The equation \( 12 t^{2}+13 t-4=0 \) has solutions of the form \[ t=\frac{N \pm \sqrt{D}}{M} \]

To solve the equation \( 12t^{2} + 13t - 4 = 0 \), we can use the quadratic formula, which is \( t = \frac{-b \pm \sqrt{b^{2} - 4ac}}{2a} \). Here, \( a = 12 \), \( b = 13 \), and \( c = -4 \).

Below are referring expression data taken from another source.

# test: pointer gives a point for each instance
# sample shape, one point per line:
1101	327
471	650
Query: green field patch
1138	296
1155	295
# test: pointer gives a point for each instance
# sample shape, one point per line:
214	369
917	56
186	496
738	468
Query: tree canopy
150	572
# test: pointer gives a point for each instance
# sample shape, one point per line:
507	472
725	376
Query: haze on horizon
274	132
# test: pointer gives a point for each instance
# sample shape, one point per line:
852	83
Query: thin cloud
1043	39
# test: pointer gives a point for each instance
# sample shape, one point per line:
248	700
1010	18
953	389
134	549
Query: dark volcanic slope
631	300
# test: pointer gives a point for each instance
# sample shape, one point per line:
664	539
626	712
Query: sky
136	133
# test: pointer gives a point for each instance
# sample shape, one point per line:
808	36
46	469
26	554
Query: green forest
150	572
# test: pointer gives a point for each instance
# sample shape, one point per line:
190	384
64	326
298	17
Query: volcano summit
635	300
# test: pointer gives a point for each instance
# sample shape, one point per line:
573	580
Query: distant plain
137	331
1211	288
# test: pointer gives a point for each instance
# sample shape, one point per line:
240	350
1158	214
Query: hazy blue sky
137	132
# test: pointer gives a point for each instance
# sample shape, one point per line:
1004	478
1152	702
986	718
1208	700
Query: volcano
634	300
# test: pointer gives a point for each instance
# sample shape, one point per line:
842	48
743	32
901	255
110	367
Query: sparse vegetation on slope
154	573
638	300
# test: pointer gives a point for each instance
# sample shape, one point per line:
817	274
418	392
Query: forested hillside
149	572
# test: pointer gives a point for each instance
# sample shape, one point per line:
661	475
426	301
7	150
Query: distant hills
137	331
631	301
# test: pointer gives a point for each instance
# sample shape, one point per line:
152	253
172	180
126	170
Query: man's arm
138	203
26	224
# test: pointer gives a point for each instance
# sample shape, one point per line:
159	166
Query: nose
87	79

First, we calculate the discriminant \( D \): \[ D = b^{2} - 4ac = 13^{2} - 4 \cdot 12 \cdot (-4) = 169 + 192 = 361 \] Now we can plug the values back into the formula: \[ t = \frac{-13 \pm \sqrt{361}}{2 \cdot 12} = \frac{-13 \pm 19}{24} \] Therefore, the solutions are: \[ t = \frac{6}{24} \text{ and } t = \frac{-32}{24} \] Which simplifies to: \[ t = \frac{1}{4} \text{ and } t = -\frac{4}{3} \] So, we can express the solutions in the form \( t = \frac{N \pm \sqrt{D}}{M} \), where \( N = -13 \), \( D = 361 \), and \( M = 24 \).